6

Disclaimer

Guys, I DO aware of Why does 10..toString() work, but 10.toString() does not? question existence, but the thing is that it doesn't provide the formal explanation.

The specification's interpretation of the . character in that particular position is that it will be a decimal. This is defined by the numeric literal syntax of ECMAScript.

Without reference to a standard isn't trustable enough

The question body

I subconsciously understand that

42..toString()

is treated by a parser as a 42. number followed by a .toString() call.

What I cannot understand is why an interpreter cannot realize that

42.toString()

is a 42 followed by a method call.

Is it just a drawback of modern JS interpreters or is it explicitly stated by ES5.1?
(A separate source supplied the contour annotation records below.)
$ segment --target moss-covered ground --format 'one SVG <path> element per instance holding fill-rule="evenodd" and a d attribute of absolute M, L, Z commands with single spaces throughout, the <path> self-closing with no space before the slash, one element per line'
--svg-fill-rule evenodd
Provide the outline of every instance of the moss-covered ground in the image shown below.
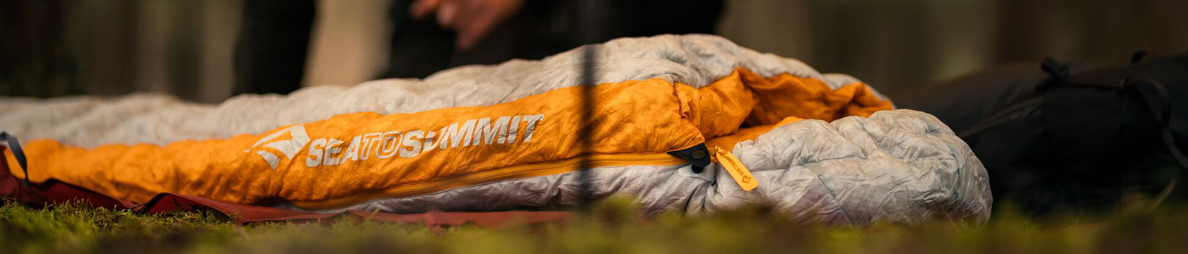
<path fill-rule="evenodd" d="M 822 227 L 764 208 L 642 218 L 630 202 L 565 223 L 484 229 L 371 221 L 240 226 L 223 215 L 141 215 L 78 204 L 0 207 L 0 253 L 1184 253 L 1188 209 L 1132 202 L 1037 222 L 999 209 L 985 224 Z M 1001 211 L 1007 210 L 1007 211 Z"/>

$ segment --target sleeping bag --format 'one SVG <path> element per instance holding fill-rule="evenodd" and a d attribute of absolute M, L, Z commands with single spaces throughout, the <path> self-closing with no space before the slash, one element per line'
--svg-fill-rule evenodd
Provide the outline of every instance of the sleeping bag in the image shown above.
<path fill-rule="evenodd" d="M 240 95 L 4 99 L 27 169 L 144 203 L 157 193 L 336 212 L 489 211 L 634 197 L 649 214 L 769 204 L 829 224 L 990 216 L 986 170 L 936 118 L 846 75 L 714 36 Z M 593 119 L 583 119 L 593 115 Z M 582 151 L 579 129 L 593 125 Z M 580 161 L 593 165 L 583 169 Z M 579 193 L 577 173 L 589 193 Z"/>

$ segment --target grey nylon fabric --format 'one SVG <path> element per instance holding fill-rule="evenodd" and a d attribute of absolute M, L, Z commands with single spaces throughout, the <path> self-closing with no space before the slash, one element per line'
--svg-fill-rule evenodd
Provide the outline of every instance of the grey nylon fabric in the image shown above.
<path fill-rule="evenodd" d="M 830 123 L 804 120 L 734 147 L 759 180 L 742 191 L 715 163 L 590 170 L 593 197 L 628 195 L 646 214 L 710 214 L 769 204 L 794 218 L 865 226 L 940 218 L 981 223 L 992 197 L 986 170 L 961 139 L 929 114 L 897 109 Z M 503 180 L 430 195 L 381 198 L 334 210 L 504 210 L 581 202 L 576 172 Z M 285 207 L 297 209 L 295 207 Z"/>
<path fill-rule="evenodd" d="M 788 72 L 826 81 L 830 87 L 857 82 L 822 75 L 807 64 L 759 53 L 716 36 L 623 38 L 599 45 L 598 83 L 663 78 L 707 85 L 747 68 L 763 76 Z M 541 61 L 460 66 L 421 80 L 379 80 L 354 87 L 309 87 L 282 95 L 240 95 L 221 104 L 197 104 L 166 95 L 114 99 L 90 96 L 49 100 L 0 97 L 0 129 L 26 140 L 53 139 L 63 145 L 166 145 L 181 140 L 226 139 L 261 134 L 334 115 L 375 112 L 416 113 L 448 107 L 491 106 L 577 85 L 582 50 Z M 873 88 L 871 88 L 873 89 Z M 877 93 L 877 91 L 876 91 Z M 881 96 L 881 95 L 880 95 Z"/>
<path fill-rule="evenodd" d="M 0 129 L 83 147 L 164 145 L 260 134 L 345 113 L 488 106 L 577 84 L 580 50 L 542 61 L 462 66 L 424 81 L 311 87 L 287 96 L 242 95 L 219 106 L 185 103 L 162 95 L 0 99 Z M 763 76 L 788 72 L 815 77 L 833 88 L 858 82 L 845 75 L 821 75 L 798 61 L 758 53 L 714 36 L 617 39 L 601 45 L 599 52 L 599 83 L 664 78 L 702 87 L 740 66 Z M 915 223 L 936 217 L 980 223 L 990 217 L 986 170 L 963 141 L 924 113 L 899 109 L 833 122 L 798 121 L 740 142 L 733 153 L 754 173 L 759 188 L 742 191 L 718 165 L 702 173 L 693 173 L 688 165 L 617 166 L 589 171 L 594 196 L 633 196 L 649 214 L 710 214 L 765 203 L 792 217 L 829 224 Z M 568 172 L 320 211 L 567 205 L 580 202 L 577 186 L 575 172 Z"/>

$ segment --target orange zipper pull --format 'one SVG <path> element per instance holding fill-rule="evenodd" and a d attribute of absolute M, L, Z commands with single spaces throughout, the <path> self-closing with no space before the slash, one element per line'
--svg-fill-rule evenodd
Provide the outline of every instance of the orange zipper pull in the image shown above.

From ES5.1 the Numeric Literal is defined as (only significant part of definition):

NumericLiteral ::
    DecimalLiteral
    HexIntegerLiteral

DecimalLiteral ::
    DecimalIntegerLiteral . DecimalDigits(opt) ExponentPart(opt)
    . DecimalDigits ExponentPart(opt)
    DecimalIntegerLiteral ExponentPart(opt)

The last rule is what I expect to be chosen by a parser.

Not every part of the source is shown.